From 27702e58341500f64fc1523bc9feb483e1ab6fb2 Mon Sep 17 00:00:00 2001
From: Jordan Wesolowski <jrwesolo@gmail.com>
Date: Mon, 19 Dec 2016 15:49:41 -0700
Subject: [PATCH] add support for write_logs option

This option is available in audit >= 2.5.2. `log_format = NOLOG` has
been deprecated. Instead, using `write_logs = no` is preferred. Details
can be seen here: https://people.redhat.com/sgrubb/audit/ChangeLog. By
having the option default to `undef`, we can maintain
backwards-compatibility for everyone.
---
 README.md                 |  6 ++++++
 manifests/init.pp         | 11 +++++++++++
 manifests/params.pp       |  1 +
 templates/auditd.conf.erb |  3 +++
 4 files changed, 21 insertions(+)

diff --git a/README.md b/README.md
index 16ddb36..84af233 100644
--- a/README.md
+++ b/README.md
@@ -277,6 +277,12 @@ This  keyword  specifies  the  group  that is applied to the log file's permissi
 
 Default: `root`
 
+#### `write_logs`
+
+This yes/no keyword determines whether or not to write logs to the disk. There are two options: yes and no. It is meant to replace the usage of `log_format = NOLOG`. This will default to undef since it is only available in version >= 2.5.2.
+
+Default: `undef`
+
 #### `priority_boost`
 
 This is a non-negative number that tells the audit damon how much of a priority boost it should take. The default is 3. No change is 0.
diff --git a/manifests/init.pp b/manifests/init.pp
index 43ec1ae..af47741 100644
--- a/manifests/init.pp
+++ b/manifests/init.pp
@@ -34,6 +34,12 @@
 #   permissions. The default is root. The group name can be either numeric
 #   or spelled out.
 #
+# [*write_logs*]
+#   This yes/no keyword determines whether or not to write logs to the disk.
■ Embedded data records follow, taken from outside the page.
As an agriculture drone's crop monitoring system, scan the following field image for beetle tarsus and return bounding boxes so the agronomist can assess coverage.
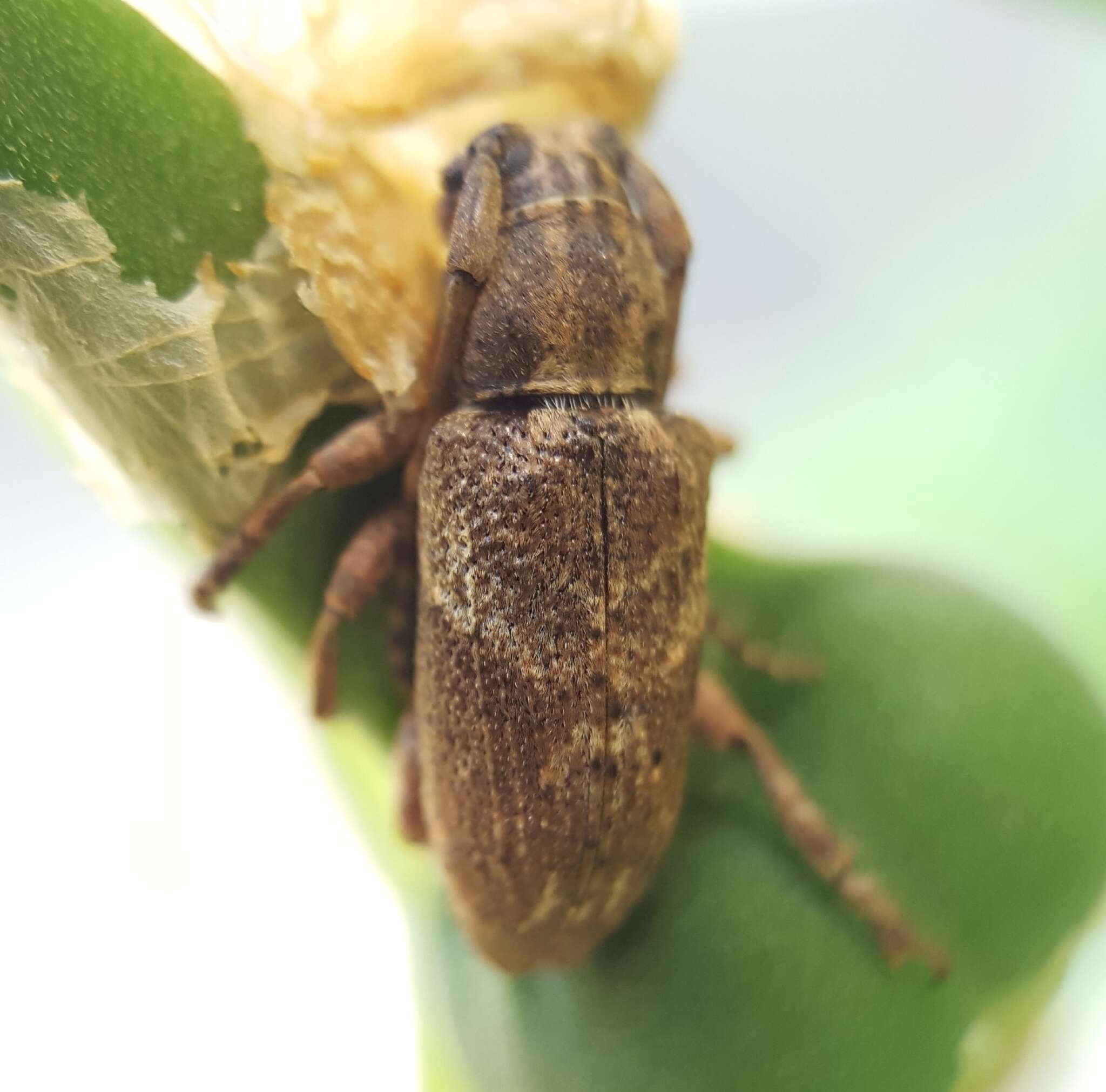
[693,672,951,979]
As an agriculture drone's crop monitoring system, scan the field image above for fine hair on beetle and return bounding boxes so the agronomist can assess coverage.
[194,122,949,976]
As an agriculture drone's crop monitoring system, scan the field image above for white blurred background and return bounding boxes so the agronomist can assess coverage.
[0,0,1106,1092]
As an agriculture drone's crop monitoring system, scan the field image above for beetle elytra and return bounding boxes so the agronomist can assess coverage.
[195,124,947,975]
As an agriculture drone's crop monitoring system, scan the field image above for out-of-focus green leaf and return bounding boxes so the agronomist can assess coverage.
[0,0,266,298]
[226,494,1106,1092]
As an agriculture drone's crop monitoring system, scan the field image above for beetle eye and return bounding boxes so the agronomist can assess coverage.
[441,156,464,194]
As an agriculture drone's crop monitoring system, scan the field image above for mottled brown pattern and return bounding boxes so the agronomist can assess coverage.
[447,125,686,399]
[415,408,712,972]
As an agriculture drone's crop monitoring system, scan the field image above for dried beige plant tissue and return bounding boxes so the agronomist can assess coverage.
[0,0,677,537]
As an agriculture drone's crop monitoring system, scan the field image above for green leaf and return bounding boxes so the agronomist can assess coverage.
[222,480,1106,1092]
[0,0,267,298]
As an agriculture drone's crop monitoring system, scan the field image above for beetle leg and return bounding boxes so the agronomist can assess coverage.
[393,712,427,842]
[693,672,950,978]
[311,504,409,717]
[707,611,825,683]
[192,414,420,610]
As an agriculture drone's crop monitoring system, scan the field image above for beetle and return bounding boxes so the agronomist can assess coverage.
[194,123,948,976]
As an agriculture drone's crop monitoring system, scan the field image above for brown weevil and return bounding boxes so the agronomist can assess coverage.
[195,124,947,975]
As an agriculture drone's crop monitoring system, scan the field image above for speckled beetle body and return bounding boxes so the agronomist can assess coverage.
[195,124,946,973]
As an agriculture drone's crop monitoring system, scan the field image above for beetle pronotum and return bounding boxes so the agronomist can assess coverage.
[195,124,948,975]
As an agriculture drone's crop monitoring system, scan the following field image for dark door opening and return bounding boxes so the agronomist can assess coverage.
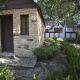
[1,15,13,52]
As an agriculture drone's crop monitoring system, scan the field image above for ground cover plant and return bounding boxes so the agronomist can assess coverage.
[33,38,59,60]
[44,39,80,80]
[0,66,14,80]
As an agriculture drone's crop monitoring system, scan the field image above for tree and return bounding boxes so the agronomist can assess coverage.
[38,0,78,21]
[0,0,10,4]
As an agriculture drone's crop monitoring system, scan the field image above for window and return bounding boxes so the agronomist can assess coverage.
[21,15,29,35]
[54,28,63,33]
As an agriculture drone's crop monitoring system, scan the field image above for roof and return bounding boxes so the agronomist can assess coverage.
[5,0,44,23]
[6,0,37,9]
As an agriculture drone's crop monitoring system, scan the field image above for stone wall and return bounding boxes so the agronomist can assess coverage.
[0,8,44,57]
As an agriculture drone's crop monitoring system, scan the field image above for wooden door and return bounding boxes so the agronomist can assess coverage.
[1,15,13,52]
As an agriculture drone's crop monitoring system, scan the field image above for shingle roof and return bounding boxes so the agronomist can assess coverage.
[5,0,44,23]
[6,0,37,9]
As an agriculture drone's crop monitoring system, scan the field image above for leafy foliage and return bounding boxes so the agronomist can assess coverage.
[44,42,80,80]
[33,38,58,60]
[38,0,77,21]
[0,66,14,80]
[0,0,10,4]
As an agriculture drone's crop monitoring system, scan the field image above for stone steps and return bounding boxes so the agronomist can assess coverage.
[0,57,37,67]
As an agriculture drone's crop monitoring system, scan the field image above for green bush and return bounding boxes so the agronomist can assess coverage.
[33,38,58,60]
[63,43,80,80]
[44,38,55,43]
[0,66,14,80]
[44,42,80,80]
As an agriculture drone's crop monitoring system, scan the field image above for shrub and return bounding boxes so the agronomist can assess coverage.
[33,38,58,60]
[63,43,80,80]
[44,42,80,80]
[0,66,14,80]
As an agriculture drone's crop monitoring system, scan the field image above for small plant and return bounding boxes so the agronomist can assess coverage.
[33,38,59,60]
[0,66,14,80]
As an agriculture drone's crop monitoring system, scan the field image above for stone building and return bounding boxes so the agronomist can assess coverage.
[0,0,44,57]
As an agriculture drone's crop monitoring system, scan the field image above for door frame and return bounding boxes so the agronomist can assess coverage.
[0,14,14,53]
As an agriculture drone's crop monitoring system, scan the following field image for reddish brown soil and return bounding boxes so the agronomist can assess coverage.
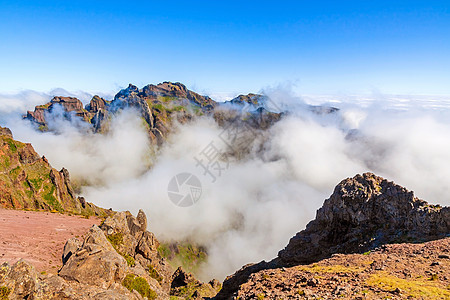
[0,208,100,273]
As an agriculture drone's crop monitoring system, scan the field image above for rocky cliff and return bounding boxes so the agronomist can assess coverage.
[0,127,109,216]
[0,211,220,299]
[24,82,288,145]
[218,173,450,299]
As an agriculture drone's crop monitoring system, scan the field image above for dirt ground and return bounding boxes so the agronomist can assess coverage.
[0,208,101,273]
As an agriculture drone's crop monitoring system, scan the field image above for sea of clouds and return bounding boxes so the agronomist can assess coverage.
[0,88,450,280]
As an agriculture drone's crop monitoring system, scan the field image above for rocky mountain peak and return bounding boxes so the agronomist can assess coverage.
[279,173,450,265]
[216,173,450,299]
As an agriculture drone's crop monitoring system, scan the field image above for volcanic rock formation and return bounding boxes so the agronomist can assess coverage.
[0,127,109,216]
[217,173,450,299]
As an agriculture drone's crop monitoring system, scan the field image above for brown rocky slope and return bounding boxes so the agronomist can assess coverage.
[217,173,450,299]
[0,211,220,300]
[0,127,110,217]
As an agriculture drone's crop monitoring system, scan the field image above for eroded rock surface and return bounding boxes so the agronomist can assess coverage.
[217,173,450,299]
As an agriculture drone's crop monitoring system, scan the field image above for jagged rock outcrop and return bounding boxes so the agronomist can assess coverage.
[0,128,109,216]
[0,211,220,299]
[217,173,450,299]
[170,267,221,299]
[24,82,288,145]
[25,96,106,130]
[279,173,450,265]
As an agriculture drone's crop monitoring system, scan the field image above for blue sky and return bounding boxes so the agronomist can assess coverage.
[0,0,450,95]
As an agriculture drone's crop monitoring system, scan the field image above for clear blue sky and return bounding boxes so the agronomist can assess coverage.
[0,0,450,95]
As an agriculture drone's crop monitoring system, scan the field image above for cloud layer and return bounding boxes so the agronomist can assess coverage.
[0,89,450,279]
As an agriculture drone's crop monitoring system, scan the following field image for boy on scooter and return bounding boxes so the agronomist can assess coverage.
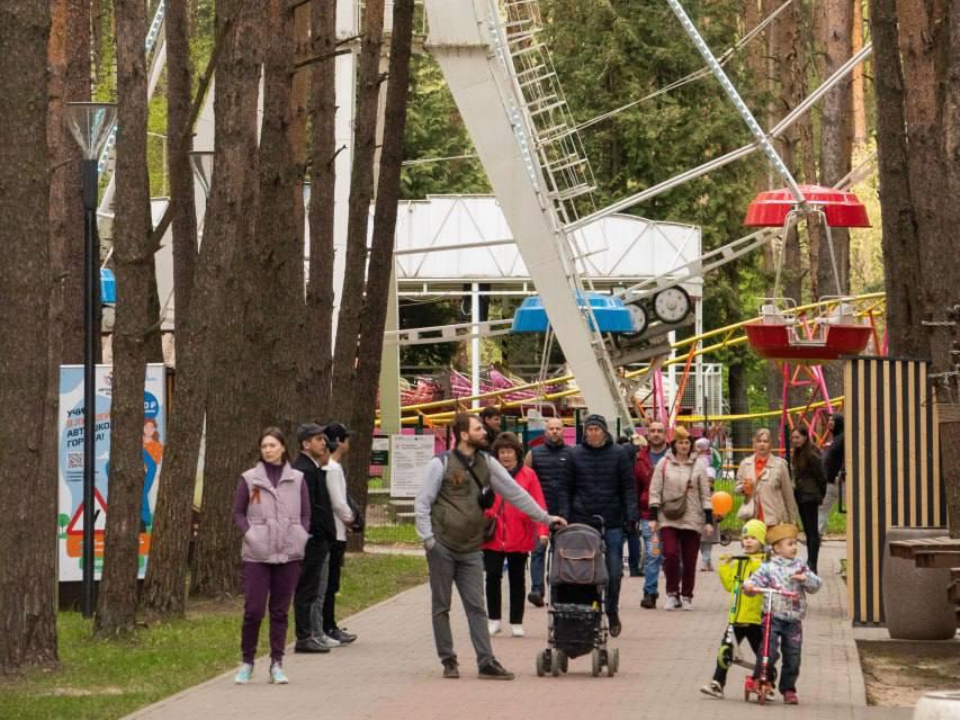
[743,523,823,705]
[700,520,767,698]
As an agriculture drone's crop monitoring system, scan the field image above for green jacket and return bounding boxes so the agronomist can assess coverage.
[719,552,763,625]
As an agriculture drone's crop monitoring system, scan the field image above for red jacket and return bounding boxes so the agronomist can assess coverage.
[483,465,549,552]
[633,448,653,520]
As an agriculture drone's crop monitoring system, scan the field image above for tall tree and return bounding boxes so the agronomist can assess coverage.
[95,0,156,636]
[0,0,55,674]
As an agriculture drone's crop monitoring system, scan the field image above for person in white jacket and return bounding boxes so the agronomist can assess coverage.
[323,422,357,645]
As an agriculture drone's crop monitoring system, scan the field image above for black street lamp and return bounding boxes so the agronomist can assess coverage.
[65,103,117,617]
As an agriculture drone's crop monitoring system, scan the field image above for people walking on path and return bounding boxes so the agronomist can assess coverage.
[650,427,713,610]
[790,426,827,572]
[559,415,640,637]
[483,432,549,637]
[323,422,357,645]
[700,520,767,698]
[817,413,846,537]
[293,423,340,653]
[633,421,670,610]
[233,427,310,685]
[693,437,723,572]
[743,523,823,705]
[414,413,566,680]
[524,417,569,607]
[736,428,800,527]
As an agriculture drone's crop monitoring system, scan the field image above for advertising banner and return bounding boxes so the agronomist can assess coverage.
[57,363,167,582]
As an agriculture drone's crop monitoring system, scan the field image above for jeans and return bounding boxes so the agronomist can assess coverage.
[427,541,493,666]
[640,520,663,595]
[483,550,527,625]
[530,542,547,595]
[753,618,803,694]
[603,528,624,615]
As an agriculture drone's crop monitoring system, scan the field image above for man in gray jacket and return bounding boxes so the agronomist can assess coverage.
[414,414,566,680]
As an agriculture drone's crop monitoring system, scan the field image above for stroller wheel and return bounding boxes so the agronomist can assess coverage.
[550,650,562,677]
[537,650,550,677]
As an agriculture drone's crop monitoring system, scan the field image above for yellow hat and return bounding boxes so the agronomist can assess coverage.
[767,523,800,545]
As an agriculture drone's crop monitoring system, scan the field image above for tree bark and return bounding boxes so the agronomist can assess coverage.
[347,0,414,540]
[143,0,260,615]
[0,0,56,674]
[304,0,337,421]
[94,0,156,637]
[332,0,384,422]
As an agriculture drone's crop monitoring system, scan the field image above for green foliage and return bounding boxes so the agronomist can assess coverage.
[0,555,427,720]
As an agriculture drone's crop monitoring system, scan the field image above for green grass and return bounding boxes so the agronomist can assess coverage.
[0,555,427,720]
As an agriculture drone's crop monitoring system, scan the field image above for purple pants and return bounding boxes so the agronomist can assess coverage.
[660,527,700,598]
[240,560,300,664]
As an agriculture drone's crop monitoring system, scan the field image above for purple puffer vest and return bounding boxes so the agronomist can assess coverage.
[240,462,310,564]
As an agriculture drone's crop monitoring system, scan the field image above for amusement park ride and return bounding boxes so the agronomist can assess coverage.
[94,0,882,442]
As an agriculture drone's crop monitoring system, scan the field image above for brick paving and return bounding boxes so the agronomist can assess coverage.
[129,543,911,720]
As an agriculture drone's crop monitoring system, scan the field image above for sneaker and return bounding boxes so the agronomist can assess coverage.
[313,632,341,650]
[477,658,514,680]
[327,628,357,645]
[607,613,623,637]
[233,663,253,685]
[293,637,330,653]
[700,680,723,699]
[270,663,290,685]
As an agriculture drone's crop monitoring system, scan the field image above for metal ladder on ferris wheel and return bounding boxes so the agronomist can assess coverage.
[490,0,634,431]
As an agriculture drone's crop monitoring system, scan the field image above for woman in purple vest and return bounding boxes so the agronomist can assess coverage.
[233,427,310,685]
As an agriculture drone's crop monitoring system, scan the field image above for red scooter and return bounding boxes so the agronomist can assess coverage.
[743,588,797,705]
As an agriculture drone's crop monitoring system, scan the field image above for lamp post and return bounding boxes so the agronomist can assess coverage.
[65,102,117,617]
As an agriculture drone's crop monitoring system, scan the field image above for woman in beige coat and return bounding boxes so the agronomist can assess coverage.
[650,427,713,610]
[736,428,800,527]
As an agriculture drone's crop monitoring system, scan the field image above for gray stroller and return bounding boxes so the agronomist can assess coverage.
[537,524,620,677]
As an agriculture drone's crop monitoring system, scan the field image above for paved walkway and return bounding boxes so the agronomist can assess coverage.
[130,543,911,720]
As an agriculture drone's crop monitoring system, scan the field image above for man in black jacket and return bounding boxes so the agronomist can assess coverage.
[293,423,340,653]
[557,415,640,637]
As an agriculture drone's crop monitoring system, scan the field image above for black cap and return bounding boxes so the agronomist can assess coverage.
[297,423,323,443]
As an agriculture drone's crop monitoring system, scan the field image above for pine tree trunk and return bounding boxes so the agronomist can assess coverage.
[331,0,384,422]
[143,0,259,615]
[94,0,156,637]
[347,0,414,540]
[0,0,56,674]
[303,2,349,421]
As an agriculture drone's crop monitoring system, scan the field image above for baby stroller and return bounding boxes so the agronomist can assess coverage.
[537,523,620,677]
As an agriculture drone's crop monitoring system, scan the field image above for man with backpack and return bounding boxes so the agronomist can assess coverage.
[414,413,566,680]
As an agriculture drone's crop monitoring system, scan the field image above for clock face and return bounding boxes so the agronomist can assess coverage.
[653,287,690,325]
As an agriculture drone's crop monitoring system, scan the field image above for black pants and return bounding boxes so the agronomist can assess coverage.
[323,540,347,635]
[713,625,763,687]
[293,535,330,640]
[798,502,820,572]
[483,550,528,625]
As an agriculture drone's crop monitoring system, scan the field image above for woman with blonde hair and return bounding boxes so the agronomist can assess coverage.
[736,428,800,527]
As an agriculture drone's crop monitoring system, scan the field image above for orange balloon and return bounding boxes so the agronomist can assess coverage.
[710,490,733,515]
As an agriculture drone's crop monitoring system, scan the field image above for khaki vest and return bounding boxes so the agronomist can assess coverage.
[430,452,490,553]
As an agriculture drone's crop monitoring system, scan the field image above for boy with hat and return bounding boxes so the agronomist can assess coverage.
[700,520,767,698]
[743,523,823,705]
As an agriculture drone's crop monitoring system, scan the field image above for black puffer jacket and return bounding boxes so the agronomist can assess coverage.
[530,442,570,515]
[557,435,640,529]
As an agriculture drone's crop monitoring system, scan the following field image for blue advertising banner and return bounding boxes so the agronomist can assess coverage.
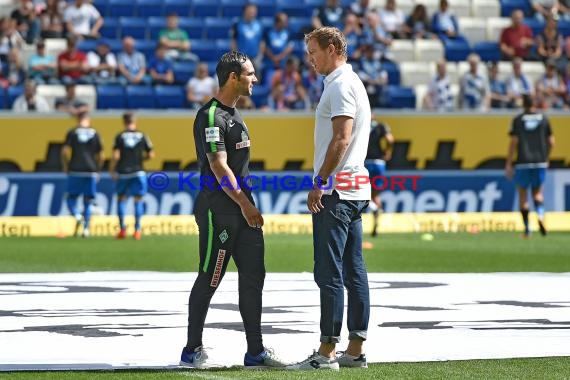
[0,170,570,216]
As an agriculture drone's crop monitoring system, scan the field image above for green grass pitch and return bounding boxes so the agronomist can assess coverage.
[0,233,570,380]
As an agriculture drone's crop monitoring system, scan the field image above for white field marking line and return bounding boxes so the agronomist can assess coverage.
[179,369,233,380]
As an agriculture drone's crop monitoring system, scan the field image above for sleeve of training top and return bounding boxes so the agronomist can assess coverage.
[143,134,154,152]
[113,133,123,150]
[196,112,226,153]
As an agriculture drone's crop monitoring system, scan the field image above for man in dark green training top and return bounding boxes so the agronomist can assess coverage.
[180,52,285,368]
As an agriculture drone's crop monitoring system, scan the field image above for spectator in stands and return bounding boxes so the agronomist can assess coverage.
[403,4,434,40]
[500,9,534,60]
[459,53,490,111]
[57,36,91,84]
[358,43,388,108]
[431,0,459,39]
[264,12,293,69]
[302,56,325,109]
[536,59,566,109]
[350,0,372,26]
[148,43,174,84]
[364,12,392,61]
[186,63,218,110]
[0,49,26,87]
[0,17,26,62]
[117,36,151,85]
[12,81,50,112]
[55,84,89,116]
[87,41,117,84]
[271,56,308,110]
[506,57,534,108]
[379,0,406,38]
[536,15,564,62]
[530,0,559,23]
[231,3,265,70]
[488,62,509,109]
[424,60,455,111]
[564,63,570,108]
[159,13,198,61]
[10,0,40,44]
[558,0,570,21]
[63,0,103,38]
[342,13,364,61]
[39,0,65,39]
[312,0,346,30]
[28,40,59,84]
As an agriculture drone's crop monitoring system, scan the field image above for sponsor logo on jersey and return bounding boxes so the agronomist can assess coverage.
[210,249,226,288]
[206,127,220,142]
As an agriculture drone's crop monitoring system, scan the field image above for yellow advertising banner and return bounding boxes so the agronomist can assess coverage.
[0,112,570,172]
[0,212,570,238]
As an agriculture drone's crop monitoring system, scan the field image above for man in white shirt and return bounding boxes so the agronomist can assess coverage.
[63,0,103,38]
[12,81,51,112]
[287,27,372,370]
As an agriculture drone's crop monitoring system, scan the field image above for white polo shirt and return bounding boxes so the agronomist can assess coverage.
[313,64,372,200]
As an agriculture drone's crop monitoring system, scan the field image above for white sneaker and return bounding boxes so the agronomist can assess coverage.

+#   There are two options: yes and no. It is meant to replace the usage of
+#   log_format = NOLOG. This will default to undef since it is only available
+#   in version >= 2.5.2.
+#
 # [*priority_boost*]
 #   This is a non-negative number that tells the audit damon how much of
 #   a priority boost it should take. The default is 3. No change is 0.
@@ -321,6 +327,7 @@
   $log_file                = $::auditd::params::log_file,
   $log_format              = $::auditd::params::log_format,
   $log_group               = $::auditd::params::log_group,
+  $write_logs              = $::auditd::params::write_logs,
   $priority_boost          = $::auditd::params::priority_boost,
   $flush                   = $::auditd::params::flush,
   $freq                    = $::auditd::params::freq,
@@ -379,6 +386,10 @@
   validate_re($log_format, '^(RAW|NOLOG)$',
     "${log_format} is not supported for log_format. Allowed values are 'RAW' and 'NOLOG'.")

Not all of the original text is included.